Rising A&E admissions are a sign that the NHS way of working is out of balance; as the next table shows, both visits to A&E departments and admissions via A&E departments were rising before Covid. They dipped during the pandemic ,but have since been rising again.

On delayed discharges, there have been 14,400 patients in NHS hospital beds with no medical reason to be there (i.e. around 14 per cent of the total bed base). That is higher than a year ago, despite huge efforts by the national NHS agencies and initiatives such as the 100-day challenge.

Kevin Lavery, the chief executive of the Lancashire and South Cumbria NHS region, summed up the situation at his board meeting last month:

“Looking forward at the changing demographic of our population, the nature of predominant illnesses/disease areas are likely to be diabetes, mental health conditions and management of long-term conditions. Our aging population with increased acuity in care needs could see the demand for our hospital bed base increase by some 60 per cent.

“This is both impractical and unaffordable. To respond to this will require a seismic shift in the way we configure the health and care services we commission. There is no other alternative but to turn the dial and move to a more community centric system.”

In a recent paper for the Social Market Foundation, Professor Nick Bosanquet and I set out the three steps that can deliver this better way of working.

The first is to leave behind the district general hospital (DGH) model. The DGH hospital is no longer relevant in the context of modern demand for health services, largely driven by people with long-term conditions.

Instead the NHS should develop Dynamo Centres – acute services concentrated on fewer sites – to take full advantage of the scarce time of highly-trained teams. Funds set aside for the extremely costly New Hospital Programme can be used to invest in new facilities.

The goal is to raise productivity in hospital services by 20 per cent. The surgical hub programme announced by ministers is right in principle, but not at all “hubs” announced so far are large enough to make a difference.

The second is to reduce hospital admissions by 30 per cent through the development of joined-up teams of GPs, physiotherapists, counsellors, and other practitioners in local areas (“integrated neighbourhood teams”). Care provided in this way is much more cost-effective than hospital-based care. It is also the way to restore continuity of care, including the personal link between GP and patient.

We can make progress towards the admissions target in months; Helen Whately, the Health Minister, made an excellent speech on this theme in September last year.

The third is an introduction of a new metric of cost of service as the key driver of change.
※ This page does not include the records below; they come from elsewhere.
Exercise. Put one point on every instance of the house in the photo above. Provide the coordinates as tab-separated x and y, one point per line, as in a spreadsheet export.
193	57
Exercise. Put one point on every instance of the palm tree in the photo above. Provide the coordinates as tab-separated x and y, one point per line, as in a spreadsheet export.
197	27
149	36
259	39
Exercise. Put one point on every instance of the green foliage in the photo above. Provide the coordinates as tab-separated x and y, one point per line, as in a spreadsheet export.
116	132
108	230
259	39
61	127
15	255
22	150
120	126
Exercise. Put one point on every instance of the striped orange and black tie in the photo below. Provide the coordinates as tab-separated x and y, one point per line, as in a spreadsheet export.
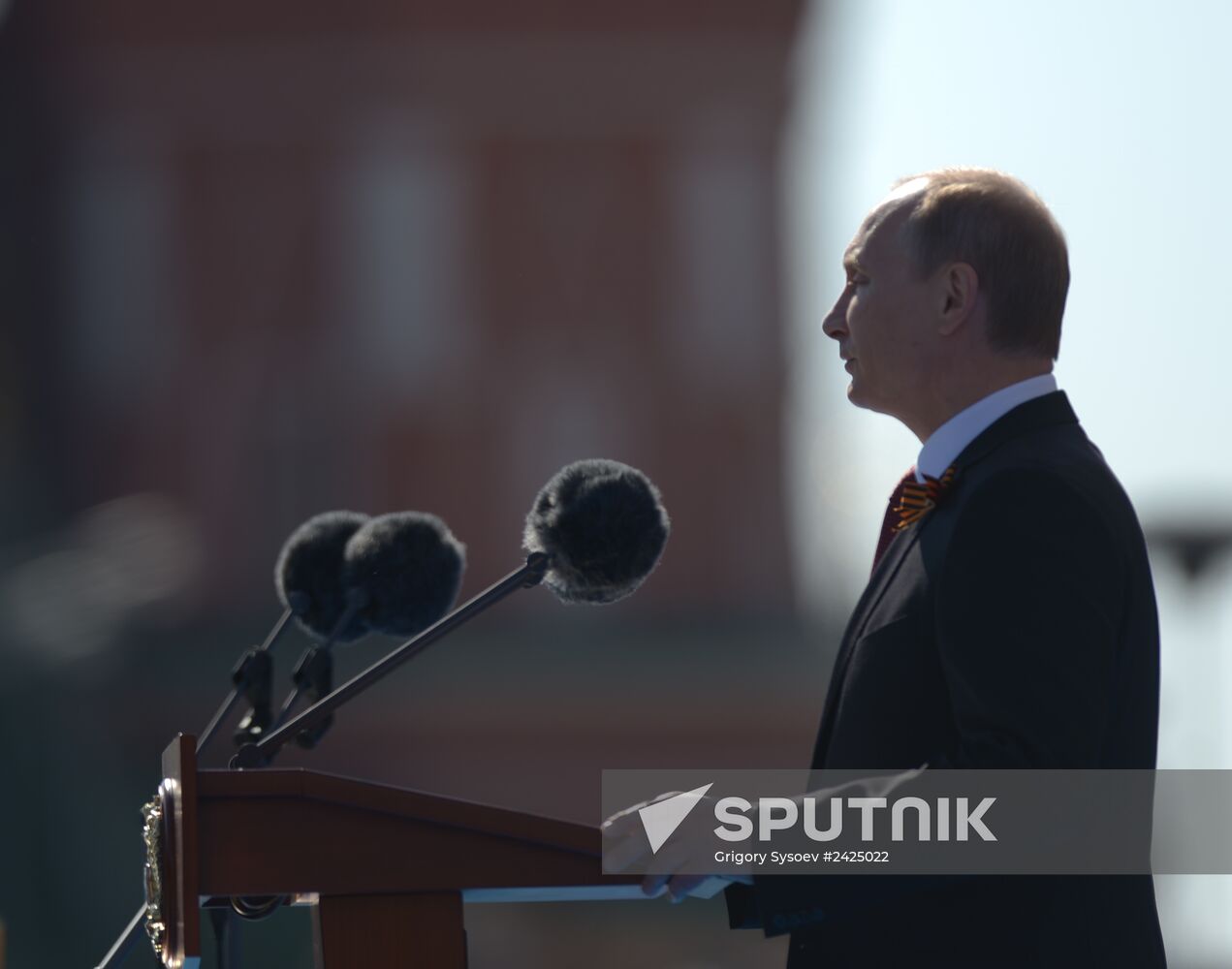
909	503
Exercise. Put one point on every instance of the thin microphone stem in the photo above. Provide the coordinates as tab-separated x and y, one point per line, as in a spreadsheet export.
355	601
233	697
531	574
123	945
119	950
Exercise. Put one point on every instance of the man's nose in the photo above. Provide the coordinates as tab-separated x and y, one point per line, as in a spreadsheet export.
835	326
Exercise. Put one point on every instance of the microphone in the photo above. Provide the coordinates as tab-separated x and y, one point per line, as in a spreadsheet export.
308	572
400	574
310	563
307	578
603	526
410	567
598	527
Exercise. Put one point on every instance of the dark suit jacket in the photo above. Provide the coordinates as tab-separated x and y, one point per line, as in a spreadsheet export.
1014	626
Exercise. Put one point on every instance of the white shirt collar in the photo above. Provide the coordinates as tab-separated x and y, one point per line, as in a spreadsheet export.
948	441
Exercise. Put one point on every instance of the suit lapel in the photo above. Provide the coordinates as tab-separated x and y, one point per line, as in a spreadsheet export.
880	580
1042	412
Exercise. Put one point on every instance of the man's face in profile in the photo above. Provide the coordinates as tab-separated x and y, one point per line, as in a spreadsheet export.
877	319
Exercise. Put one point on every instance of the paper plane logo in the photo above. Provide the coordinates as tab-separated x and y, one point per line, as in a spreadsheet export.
662	819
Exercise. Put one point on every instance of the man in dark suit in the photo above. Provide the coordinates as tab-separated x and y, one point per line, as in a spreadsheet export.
1009	619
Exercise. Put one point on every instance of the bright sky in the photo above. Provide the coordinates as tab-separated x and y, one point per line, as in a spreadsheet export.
1118	116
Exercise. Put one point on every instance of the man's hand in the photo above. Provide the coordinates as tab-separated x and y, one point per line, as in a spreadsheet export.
625	844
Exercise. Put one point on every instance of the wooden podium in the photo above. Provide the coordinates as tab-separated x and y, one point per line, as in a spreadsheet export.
387	869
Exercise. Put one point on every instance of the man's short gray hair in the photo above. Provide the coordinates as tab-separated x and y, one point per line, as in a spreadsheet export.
1004	232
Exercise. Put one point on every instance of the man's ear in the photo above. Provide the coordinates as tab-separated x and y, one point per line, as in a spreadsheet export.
958	294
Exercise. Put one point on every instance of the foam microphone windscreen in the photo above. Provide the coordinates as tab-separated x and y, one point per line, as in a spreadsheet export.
409	567
310	565
603	524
The NHS has talked about a new care model for several years, but the pace of change is so slow that it amounts to paralysis. Local managers need to drive change, following the evidence that earlier diagnosis, out-of-hospital care, and concentration of acute services will both improve services and keep them financially sustainable.

Such an agenda would require a shift in Conservative policy, which is not easy for any government. But it would be a challenge well worth undertaking.
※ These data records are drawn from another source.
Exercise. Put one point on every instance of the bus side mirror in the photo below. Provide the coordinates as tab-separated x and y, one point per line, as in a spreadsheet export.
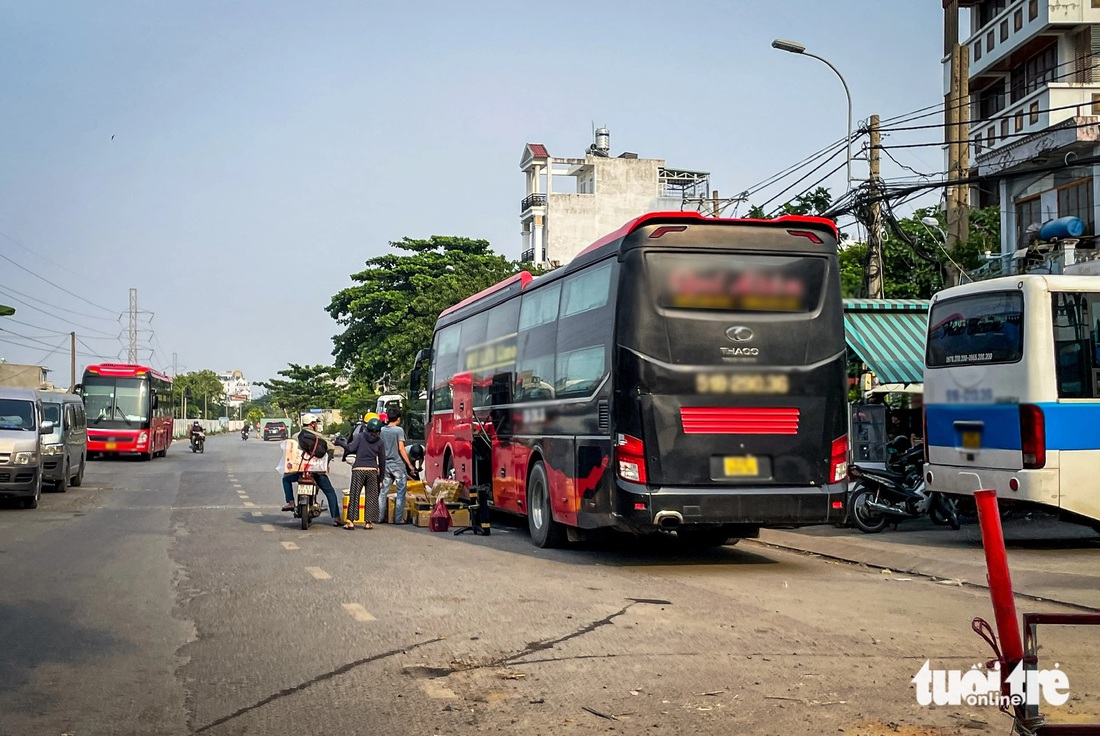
422	356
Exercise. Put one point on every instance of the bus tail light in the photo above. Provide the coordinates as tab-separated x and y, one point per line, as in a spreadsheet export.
838	459
1033	436
630	454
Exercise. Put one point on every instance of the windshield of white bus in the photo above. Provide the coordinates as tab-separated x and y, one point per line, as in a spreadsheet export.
116	402
976	330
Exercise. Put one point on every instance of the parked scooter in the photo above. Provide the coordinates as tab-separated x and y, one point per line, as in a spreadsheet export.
888	496
305	506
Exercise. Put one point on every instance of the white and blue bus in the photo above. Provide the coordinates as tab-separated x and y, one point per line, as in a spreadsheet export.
1012	392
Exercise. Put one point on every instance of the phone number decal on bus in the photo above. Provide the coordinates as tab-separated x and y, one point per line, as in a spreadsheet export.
738	383
970	396
970	358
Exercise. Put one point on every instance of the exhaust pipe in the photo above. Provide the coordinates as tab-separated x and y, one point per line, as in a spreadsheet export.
668	519
883	508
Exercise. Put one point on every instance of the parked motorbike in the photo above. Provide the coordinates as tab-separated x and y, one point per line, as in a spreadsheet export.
881	497
306	506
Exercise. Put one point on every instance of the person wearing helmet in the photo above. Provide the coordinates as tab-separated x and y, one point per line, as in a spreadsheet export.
365	473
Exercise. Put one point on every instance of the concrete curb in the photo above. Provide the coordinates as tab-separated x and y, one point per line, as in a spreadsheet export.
963	566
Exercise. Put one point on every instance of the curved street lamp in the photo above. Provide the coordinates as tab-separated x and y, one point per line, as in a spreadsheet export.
795	47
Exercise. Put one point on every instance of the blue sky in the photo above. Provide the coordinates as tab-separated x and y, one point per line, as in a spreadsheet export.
252	136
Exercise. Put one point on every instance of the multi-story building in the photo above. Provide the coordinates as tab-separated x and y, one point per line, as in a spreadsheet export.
560	218
1034	84
235	386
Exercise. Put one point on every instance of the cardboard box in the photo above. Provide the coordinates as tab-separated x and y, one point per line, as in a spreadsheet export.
460	517
450	490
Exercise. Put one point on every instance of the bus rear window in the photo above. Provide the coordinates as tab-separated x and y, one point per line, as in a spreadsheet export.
975	330
730	282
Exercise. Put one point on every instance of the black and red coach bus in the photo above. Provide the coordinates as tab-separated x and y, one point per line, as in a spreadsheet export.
129	409
682	373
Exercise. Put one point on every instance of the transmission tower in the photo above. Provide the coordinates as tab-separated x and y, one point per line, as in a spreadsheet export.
132	354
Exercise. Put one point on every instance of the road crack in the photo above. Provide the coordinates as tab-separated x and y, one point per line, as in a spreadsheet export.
320	678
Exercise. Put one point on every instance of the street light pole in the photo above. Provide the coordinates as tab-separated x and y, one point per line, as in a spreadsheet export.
795	47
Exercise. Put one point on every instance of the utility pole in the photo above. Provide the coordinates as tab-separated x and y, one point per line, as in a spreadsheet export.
72	361
175	372
132	353
957	135
875	286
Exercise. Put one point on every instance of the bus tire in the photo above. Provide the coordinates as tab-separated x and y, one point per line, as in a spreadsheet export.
866	519
546	533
Much of the Party’s current policy seeks to defend the hospital-led model that is the key cause of the NHS’s problems. The Prime Minister’s standard argument is that the Government has increased the NHS budget (and workforce) to record levels.

That is true – but it is only a positive if the budget and staff are being well-used. If they are being poorly used, then increasing the budget just makes the problem greater.
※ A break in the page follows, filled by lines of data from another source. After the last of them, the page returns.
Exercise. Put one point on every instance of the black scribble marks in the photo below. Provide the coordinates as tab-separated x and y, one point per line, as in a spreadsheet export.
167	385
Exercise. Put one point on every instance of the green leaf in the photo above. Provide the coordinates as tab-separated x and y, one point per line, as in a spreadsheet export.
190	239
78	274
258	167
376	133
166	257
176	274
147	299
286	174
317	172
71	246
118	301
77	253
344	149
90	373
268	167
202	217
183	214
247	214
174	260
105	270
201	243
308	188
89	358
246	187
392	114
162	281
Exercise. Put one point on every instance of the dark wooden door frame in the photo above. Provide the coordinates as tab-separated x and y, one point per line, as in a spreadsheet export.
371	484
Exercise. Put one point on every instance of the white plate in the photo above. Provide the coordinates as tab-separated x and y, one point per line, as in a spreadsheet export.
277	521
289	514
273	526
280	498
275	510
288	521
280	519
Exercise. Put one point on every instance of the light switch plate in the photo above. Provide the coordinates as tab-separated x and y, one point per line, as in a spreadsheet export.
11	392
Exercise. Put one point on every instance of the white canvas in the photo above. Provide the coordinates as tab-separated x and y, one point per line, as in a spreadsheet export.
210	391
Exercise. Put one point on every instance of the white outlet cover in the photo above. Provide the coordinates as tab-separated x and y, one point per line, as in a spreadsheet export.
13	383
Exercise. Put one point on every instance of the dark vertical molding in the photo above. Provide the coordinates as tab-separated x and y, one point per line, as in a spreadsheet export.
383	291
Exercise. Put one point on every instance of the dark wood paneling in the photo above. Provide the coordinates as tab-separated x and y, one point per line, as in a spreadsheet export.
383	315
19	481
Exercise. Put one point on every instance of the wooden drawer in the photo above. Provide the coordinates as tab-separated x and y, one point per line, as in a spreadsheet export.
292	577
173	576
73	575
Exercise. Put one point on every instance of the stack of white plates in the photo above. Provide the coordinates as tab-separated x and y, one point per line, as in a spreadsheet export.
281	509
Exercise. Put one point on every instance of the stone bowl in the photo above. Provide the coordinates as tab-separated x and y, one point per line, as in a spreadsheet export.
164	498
Some Conservatives may argue that these are complex issues and the Party would do better to have a simple message – “40 new hospitals”, or suchlike – on election day.

Simple messages are clearly good for campaigning. But the trouble with this one is that it is a root cause of poor NHS performance (as the Opposition will point out). Labour’s current health policy is better: it has rightly pledged to review the New Hospital Programme should it enter government.

The NHS does not need another multi-year plan. It needs immediate, practical steps, which can deliver progress within months and build confidence among patients and staff. Integrated neighbourhood teams can be in action, and work on dynamo centres can be agreed and underway, well before the general election.